11 de setembro de 2020

Na votação da emenda que concede anistia em tributos a serem pagos por igrejas no país, apenas 1 dos 24 partidos com representação na Câmara votou integralmente contra a proposta. A medida pode ter impacto de R$ 1 bilhão.

O time do ministro Paulo Guedes (Economia) defende que o presidente Jair Bolsonaro (sem partido) vete a o texto. O presidente tem até esta sexta-feira (11) para tomar uma decisão.
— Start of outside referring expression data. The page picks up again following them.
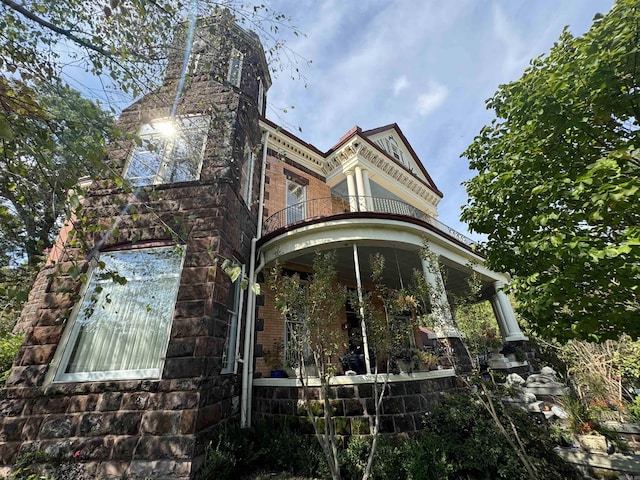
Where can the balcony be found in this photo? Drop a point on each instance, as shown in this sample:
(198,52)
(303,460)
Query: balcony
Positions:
(323,208)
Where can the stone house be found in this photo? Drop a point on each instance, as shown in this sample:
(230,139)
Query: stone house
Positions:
(138,347)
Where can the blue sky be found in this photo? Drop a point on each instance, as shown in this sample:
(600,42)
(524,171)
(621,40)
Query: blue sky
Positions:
(427,65)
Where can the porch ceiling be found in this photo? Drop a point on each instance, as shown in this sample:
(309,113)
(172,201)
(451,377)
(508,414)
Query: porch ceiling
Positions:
(399,266)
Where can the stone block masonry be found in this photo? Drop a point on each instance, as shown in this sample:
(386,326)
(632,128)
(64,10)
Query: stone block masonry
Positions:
(150,428)
(405,402)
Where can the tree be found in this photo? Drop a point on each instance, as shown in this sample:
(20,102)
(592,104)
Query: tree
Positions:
(49,134)
(558,183)
(42,159)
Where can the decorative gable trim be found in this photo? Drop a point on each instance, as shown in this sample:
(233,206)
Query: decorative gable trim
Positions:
(379,159)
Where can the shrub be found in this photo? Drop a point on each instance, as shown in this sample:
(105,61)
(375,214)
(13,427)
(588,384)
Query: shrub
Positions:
(9,346)
(633,409)
(240,451)
(467,443)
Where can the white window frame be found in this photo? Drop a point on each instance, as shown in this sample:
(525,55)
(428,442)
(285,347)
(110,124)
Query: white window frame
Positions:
(160,141)
(234,75)
(232,339)
(296,212)
(69,340)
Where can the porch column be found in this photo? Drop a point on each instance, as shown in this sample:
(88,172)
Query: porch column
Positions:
(361,191)
(440,308)
(365,341)
(367,189)
(505,315)
(351,191)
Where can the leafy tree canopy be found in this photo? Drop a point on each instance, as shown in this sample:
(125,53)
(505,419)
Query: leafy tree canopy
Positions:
(558,184)
(49,134)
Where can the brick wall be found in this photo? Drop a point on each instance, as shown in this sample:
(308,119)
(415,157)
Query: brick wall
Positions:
(147,428)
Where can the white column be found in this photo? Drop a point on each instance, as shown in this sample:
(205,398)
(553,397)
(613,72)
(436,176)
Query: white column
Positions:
(367,189)
(510,327)
(351,191)
(361,192)
(497,312)
(440,308)
(365,341)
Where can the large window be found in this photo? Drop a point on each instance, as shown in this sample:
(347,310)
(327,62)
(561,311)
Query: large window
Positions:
(296,197)
(122,325)
(171,151)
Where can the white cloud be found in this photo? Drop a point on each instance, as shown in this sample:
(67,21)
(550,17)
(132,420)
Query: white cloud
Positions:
(400,84)
(430,100)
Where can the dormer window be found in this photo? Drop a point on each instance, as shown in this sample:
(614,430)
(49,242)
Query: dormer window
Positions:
(235,67)
(394,150)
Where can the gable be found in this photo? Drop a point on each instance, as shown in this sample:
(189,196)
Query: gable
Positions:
(391,141)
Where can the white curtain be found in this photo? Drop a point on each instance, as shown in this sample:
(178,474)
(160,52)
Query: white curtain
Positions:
(122,328)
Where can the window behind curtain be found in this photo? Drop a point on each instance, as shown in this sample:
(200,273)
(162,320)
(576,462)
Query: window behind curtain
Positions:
(121,329)
(171,151)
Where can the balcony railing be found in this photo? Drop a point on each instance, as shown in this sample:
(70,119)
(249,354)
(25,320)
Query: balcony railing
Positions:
(329,206)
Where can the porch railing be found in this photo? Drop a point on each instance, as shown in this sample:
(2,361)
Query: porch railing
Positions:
(329,206)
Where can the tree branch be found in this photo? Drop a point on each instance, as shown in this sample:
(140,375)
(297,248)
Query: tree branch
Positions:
(50,26)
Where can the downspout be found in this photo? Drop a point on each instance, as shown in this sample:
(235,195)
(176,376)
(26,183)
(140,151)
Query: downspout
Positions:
(247,359)
(365,341)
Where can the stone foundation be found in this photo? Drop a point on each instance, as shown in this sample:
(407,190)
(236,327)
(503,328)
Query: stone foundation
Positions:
(407,398)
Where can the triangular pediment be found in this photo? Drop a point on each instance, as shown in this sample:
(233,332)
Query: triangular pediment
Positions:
(391,140)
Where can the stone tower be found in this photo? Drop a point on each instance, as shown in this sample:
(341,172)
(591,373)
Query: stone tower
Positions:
(131,373)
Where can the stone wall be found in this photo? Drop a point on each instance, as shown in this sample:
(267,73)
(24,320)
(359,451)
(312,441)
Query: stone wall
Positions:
(407,399)
(156,428)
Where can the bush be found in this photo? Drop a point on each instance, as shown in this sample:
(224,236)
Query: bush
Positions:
(240,451)
(9,346)
(633,409)
(466,442)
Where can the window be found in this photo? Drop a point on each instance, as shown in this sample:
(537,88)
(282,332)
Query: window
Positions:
(232,340)
(296,337)
(261,97)
(171,151)
(121,329)
(246,175)
(296,197)
(235,68)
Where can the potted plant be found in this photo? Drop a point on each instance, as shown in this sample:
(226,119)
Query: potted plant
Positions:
(492,342)
(274,359)
(427,360)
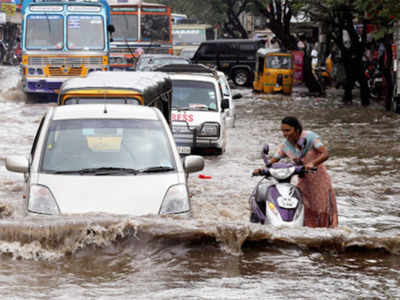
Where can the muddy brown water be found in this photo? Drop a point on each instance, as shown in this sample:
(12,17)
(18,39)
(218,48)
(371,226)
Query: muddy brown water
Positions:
(218,254)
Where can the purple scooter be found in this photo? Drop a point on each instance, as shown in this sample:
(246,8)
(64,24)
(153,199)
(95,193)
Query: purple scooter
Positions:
(278,203)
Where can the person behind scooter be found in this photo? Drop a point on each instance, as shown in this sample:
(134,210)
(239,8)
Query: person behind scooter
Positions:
(316,188)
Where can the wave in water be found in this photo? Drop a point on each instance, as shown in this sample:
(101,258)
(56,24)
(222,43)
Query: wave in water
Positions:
(60,237)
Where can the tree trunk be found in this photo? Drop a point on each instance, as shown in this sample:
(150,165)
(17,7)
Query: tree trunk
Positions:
(309,79)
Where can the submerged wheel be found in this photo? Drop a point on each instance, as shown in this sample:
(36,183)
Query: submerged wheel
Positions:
(241,77)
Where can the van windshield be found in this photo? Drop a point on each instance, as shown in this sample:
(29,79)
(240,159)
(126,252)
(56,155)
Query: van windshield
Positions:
(93,100)
(81,144)
(278,62)
(194,95)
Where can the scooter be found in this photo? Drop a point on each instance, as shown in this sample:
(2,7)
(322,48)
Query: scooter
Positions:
(278,203)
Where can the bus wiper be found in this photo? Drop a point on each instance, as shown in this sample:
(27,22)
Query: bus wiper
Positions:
(156,169)
(98,171)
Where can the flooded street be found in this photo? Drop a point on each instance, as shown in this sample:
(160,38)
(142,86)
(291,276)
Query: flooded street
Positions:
(218,254)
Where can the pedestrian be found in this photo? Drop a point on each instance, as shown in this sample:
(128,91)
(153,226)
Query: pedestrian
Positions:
(305,147)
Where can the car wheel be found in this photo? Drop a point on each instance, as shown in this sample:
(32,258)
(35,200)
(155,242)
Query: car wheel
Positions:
(241,77)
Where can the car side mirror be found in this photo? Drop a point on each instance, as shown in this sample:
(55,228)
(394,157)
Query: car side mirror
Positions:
(193,163)
(19,164)
(237,96)
(225,104)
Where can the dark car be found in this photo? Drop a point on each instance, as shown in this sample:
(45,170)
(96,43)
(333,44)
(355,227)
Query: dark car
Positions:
(149,62)
(235,57)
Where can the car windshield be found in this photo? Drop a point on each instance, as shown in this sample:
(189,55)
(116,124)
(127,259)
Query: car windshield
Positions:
(94,100)
(85,32)
(76,145)
(278,62)
(193,95)
(147,63)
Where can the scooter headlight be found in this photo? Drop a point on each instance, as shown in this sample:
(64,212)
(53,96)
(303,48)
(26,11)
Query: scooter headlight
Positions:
(176,200)
(282,173)
(210,129)
(41,201)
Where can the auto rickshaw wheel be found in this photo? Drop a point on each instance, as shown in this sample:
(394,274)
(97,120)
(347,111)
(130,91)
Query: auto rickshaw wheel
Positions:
(396,104)
(241,77)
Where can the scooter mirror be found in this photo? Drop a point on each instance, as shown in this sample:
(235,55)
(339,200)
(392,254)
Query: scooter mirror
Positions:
(264,154)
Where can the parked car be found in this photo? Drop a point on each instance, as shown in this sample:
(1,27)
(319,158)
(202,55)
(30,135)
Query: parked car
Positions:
(235,57)
(149,62)
(229,111)
(108,158)
(198,109)
(188,51)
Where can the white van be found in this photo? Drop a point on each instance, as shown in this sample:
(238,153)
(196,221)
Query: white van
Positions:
(198,117)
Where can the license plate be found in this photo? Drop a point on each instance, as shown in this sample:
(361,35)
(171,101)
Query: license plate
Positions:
(183,150)
(290,202)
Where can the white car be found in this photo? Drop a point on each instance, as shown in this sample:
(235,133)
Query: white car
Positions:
(108,158)
(198,113)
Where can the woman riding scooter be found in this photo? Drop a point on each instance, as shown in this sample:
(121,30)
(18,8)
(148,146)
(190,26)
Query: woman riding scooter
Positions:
(316,188)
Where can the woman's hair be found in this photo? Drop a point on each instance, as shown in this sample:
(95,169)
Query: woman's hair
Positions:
(293,122)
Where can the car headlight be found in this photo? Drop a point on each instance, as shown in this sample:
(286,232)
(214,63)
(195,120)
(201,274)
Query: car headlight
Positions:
(210,129)
(181,129)
(176,200)
(41,201)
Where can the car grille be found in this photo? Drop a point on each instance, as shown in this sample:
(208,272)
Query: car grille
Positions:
(65,61)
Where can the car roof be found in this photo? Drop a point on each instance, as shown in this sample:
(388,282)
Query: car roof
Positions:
(221,41)
(191,69)
(104,111)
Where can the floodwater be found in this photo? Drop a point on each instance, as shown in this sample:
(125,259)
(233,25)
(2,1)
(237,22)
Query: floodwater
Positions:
(218,254)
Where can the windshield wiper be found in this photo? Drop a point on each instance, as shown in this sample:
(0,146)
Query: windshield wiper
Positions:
(156,169)
(181,108)
(99,171)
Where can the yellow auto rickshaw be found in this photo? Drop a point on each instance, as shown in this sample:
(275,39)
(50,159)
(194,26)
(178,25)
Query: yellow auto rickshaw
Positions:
(138,88)
(274,71)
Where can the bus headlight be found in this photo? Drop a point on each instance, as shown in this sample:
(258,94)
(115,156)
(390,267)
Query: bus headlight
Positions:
(210,129)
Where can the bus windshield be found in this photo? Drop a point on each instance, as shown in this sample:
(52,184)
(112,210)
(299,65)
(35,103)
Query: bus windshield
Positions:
(44,32)
(85,32)
(126,27)
(155,28)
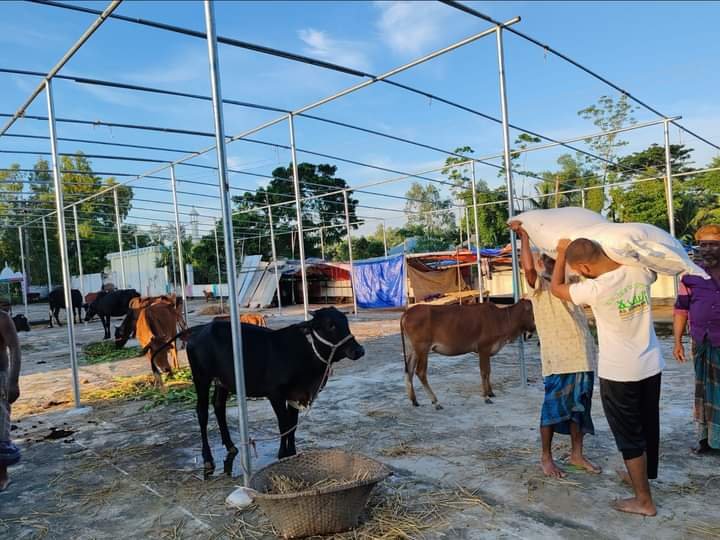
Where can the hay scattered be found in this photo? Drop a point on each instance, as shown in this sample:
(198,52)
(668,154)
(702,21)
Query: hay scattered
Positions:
(105,351)
(704,530)
(405,449)
(178,390)
(282,485)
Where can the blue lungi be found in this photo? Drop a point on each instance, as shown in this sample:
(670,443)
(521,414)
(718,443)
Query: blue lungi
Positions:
(568,398)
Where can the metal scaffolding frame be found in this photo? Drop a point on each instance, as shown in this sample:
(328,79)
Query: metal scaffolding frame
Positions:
(222,171)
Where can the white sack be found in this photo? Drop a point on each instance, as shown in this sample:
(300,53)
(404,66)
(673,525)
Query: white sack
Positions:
(546,227)
(635,244)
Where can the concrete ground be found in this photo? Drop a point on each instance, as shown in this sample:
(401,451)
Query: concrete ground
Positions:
(121,470)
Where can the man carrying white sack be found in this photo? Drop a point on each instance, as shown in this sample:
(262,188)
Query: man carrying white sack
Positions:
(568,353)
(630,361)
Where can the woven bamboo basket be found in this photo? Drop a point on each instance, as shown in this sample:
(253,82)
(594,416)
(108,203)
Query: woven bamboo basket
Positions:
(318,511)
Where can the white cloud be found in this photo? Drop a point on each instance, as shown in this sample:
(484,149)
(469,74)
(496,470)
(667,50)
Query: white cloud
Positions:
(411,27)
(347,53)
(188,66)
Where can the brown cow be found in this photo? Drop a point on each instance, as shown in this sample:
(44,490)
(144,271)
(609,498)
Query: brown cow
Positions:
(128,328)
(156,325)
(459,329)
(258,319)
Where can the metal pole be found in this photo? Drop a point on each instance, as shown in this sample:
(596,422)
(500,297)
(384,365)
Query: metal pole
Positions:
(47,255)
(79,251)
(22,269)
(510,191)
(467,226)
(481,282)
(67,289)
(227,229)
(322,244)
(668,180)
(669,190)
(172,260)
(137,260)
(384,238)
(349,236)
(217,259)
(112,6)
(274,253)
(298,212)
(460,225)
(118,226)
(178,236)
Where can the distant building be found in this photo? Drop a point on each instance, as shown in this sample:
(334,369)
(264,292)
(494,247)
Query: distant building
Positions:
(141,270)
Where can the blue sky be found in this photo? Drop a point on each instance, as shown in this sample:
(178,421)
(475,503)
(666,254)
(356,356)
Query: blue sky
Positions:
(663,52)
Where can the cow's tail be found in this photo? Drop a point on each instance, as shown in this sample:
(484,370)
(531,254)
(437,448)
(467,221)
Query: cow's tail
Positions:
(183,334)
(402,338)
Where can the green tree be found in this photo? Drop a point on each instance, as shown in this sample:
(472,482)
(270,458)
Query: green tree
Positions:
(96,218)
(607,114)
(571,175)
(427,208)
(492,203)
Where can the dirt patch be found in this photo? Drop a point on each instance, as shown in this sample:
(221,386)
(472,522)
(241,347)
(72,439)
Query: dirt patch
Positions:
(133,468)
(58,433)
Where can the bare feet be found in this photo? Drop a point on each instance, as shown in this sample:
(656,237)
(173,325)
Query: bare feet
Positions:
(635,506)
(582,462)
(623,476)
(550,469)
(4,480)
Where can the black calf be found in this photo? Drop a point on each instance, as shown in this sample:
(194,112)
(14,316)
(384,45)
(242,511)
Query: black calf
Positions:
(287,365)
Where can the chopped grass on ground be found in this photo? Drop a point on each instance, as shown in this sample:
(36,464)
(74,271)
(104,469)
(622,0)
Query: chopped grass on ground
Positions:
(179,390)
(105,351)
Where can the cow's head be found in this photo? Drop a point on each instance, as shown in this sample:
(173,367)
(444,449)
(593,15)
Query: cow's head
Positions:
(123,332)
(332,326)
(21,323)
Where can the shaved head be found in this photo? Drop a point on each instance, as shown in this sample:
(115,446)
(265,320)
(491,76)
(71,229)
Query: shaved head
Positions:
(583,251)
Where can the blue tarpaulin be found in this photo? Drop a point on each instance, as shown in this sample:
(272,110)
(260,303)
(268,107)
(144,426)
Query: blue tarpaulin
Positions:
(380,282)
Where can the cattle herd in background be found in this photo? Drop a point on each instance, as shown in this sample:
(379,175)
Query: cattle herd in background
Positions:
(291,365)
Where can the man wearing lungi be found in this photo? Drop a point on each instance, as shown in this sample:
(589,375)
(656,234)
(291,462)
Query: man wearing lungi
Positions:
(630,361)
(699,301)
(567,351)
(9,392)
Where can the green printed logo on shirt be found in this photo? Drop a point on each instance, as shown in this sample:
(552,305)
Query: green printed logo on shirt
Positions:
(632,300)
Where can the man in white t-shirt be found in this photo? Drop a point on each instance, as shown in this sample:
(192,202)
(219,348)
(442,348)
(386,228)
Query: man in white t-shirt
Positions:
(630,361)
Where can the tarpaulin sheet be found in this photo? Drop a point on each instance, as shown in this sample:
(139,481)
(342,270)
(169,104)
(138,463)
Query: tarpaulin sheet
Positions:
(379,283)
(428,284)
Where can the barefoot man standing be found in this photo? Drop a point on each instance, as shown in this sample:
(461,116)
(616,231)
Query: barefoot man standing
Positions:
(699,302)
(630,361)
(567,350)
(9,392)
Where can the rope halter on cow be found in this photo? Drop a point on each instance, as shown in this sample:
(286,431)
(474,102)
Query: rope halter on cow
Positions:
(313,335)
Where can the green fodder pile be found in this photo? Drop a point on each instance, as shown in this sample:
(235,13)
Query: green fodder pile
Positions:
(178,390)
(105,351)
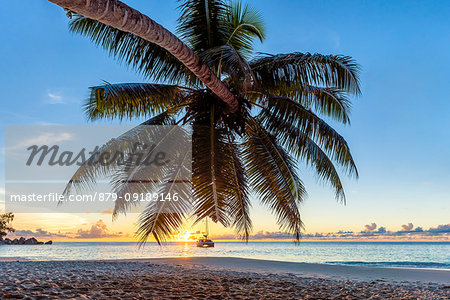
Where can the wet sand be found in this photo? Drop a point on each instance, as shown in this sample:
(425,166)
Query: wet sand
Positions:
(214,278)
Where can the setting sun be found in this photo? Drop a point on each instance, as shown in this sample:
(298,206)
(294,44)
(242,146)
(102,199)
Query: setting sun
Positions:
(185,236)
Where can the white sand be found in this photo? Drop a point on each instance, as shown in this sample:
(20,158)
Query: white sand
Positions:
(314,270)
(213,278)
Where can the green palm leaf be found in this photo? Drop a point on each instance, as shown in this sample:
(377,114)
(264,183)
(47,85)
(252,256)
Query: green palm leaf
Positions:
(128,100)
(149,59)
(304,148)
(273,177)
(239,205)
(212,186)
(314,128)
(200,23)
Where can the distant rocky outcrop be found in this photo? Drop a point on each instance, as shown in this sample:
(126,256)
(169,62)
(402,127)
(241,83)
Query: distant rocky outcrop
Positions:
(24,241)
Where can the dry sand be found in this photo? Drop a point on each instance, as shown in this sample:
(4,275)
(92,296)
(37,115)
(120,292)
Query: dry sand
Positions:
(215,278)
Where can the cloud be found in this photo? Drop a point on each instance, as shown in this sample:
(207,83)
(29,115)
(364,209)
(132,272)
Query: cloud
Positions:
(98,230)
(38,233)
(371,227)
(47,138)
(440,229)
(371,232)
(54,98)
(408,227)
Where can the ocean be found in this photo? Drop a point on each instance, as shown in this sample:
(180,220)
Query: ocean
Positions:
(382,254)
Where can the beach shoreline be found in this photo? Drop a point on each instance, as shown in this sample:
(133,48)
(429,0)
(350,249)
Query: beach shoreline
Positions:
(214,277)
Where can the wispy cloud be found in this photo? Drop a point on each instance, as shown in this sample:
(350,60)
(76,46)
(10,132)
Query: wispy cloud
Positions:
(370,227)
(38,233)
(60,96)
(370,232)
(54,98)
(43,139)
(98,230)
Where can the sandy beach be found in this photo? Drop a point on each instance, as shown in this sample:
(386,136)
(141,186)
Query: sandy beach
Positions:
(215,278)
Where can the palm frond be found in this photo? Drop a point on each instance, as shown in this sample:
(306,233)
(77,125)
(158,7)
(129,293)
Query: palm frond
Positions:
(161,218)
(336,71)
(239,205)
(303,147)
(212,185)
(200,23)
(147,58)
(230,62)
(330,102)
(273,177)
(141,177)
(128,100)
(244,24)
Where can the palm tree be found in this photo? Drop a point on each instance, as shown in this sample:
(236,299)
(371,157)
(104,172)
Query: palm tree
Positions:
(253,146)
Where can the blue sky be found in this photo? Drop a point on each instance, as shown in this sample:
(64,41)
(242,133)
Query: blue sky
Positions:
(399,135)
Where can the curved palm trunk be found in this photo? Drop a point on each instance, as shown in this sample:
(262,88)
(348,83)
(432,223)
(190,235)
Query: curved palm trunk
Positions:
(119,15)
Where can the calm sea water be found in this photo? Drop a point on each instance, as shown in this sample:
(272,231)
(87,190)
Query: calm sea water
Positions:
(420,255)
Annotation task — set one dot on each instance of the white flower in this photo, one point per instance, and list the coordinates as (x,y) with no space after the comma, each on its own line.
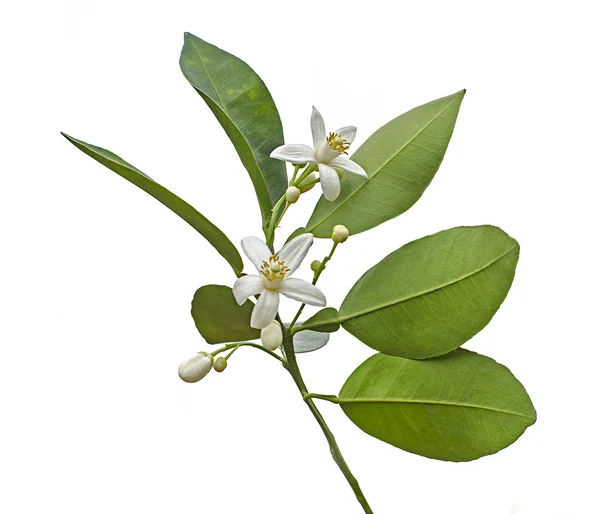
(275,271)
(195,368)
(328,154)
(271,336)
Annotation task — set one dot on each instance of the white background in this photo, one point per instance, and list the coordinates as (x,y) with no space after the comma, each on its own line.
(96,276)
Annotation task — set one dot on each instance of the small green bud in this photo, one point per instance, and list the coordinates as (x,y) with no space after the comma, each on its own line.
(340,234)
(292,194)
(220,364)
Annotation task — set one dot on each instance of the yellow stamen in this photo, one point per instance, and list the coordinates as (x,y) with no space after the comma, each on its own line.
(274,269)
(337,142)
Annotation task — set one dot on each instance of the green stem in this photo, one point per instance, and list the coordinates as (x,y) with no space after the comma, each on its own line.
(327,397)
(270,233)
(235,346)
(292,367)
(316,277)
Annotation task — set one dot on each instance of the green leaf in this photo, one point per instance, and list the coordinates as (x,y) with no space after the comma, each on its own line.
(458,407)
(326,320)
(309,341)
(243,105)
(218,317)
(433,294)
(401,159)
(183,209)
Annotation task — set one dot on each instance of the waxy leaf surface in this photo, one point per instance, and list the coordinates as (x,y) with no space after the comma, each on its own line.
(433,294)
(244,107)
(309,341)
(219,318)
(326,320)
(180,207)
(401,159)
(457,407)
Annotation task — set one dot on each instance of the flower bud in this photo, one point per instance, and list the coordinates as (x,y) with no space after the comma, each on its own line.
(292,194)
(340,234)
(311,178)
(220,364)
(272,336)
(196,368)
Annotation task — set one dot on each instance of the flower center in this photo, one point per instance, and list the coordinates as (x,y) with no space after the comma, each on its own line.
(274,269)
(337,142)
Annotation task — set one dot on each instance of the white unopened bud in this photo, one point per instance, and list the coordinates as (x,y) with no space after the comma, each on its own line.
(340,233)
(196,368)
(311,178)
(292,194)
(272,336)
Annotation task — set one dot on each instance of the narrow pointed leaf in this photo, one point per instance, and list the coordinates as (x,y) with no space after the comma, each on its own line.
(244,107)
(180,207)
(433,294)
(401,159)
(219,318)
(458,407)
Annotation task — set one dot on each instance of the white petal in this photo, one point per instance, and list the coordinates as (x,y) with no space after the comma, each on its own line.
(347,133)
(302,291)
(295,154)
(309,341)
(257,251)
(348,165)
(330,182)
(265,309)
(293,253)
(247,286)
(317,125)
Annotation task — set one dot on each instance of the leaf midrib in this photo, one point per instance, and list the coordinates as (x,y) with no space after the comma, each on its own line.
(343,319)
(342,401)
(382,166)
(222,107)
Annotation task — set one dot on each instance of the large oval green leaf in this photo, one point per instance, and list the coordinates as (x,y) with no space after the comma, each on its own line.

O benefício para as igrejas juntou partidos da direita à esquerda na Câmara. A proposta foi aprovada com 345 votos a favor, 125 contrários e duas abstenções.

O PSOL, que tinha nove deputados presentes na sessão do dia 15 de julho, foi o único a votar de forma unânime contra a medida.

O Novo também votou quase integralmente contra a proposta. Dos oito deputados da bancada, apenas Lucas Gonzalez (MG) preferiu se abster.

Durante a votação, o PSOL orientou contra a medida por entender que se tratava de um jabuti. Isso, no jargão legislativo, trata-se da inclusão de um tema sem relação com a matéria principal do projeto.

A líder do partido, deputada Sâmia Bomfim (SP), afirmou que, além de a matéria não ter ligação com o texto original, votado durante a pandemia para resolução de litígios com a União, o tipo de perdão é indevido.

A emenda também gerou discordância em algumas bancadas. Das siglas que orientaram a favor ou contra, 32 deputados contrariaram a determinação do partido —20 deles votando a favor da aprovação. Os outros 12 foram contra, enquanto os partidos orientaram a favor.

Entre as legendas de oposição, apenas o PCdoB orientou que a bancada votasse pela aprovação. Desde então, o partido tem sido criticado por seus apoiadores.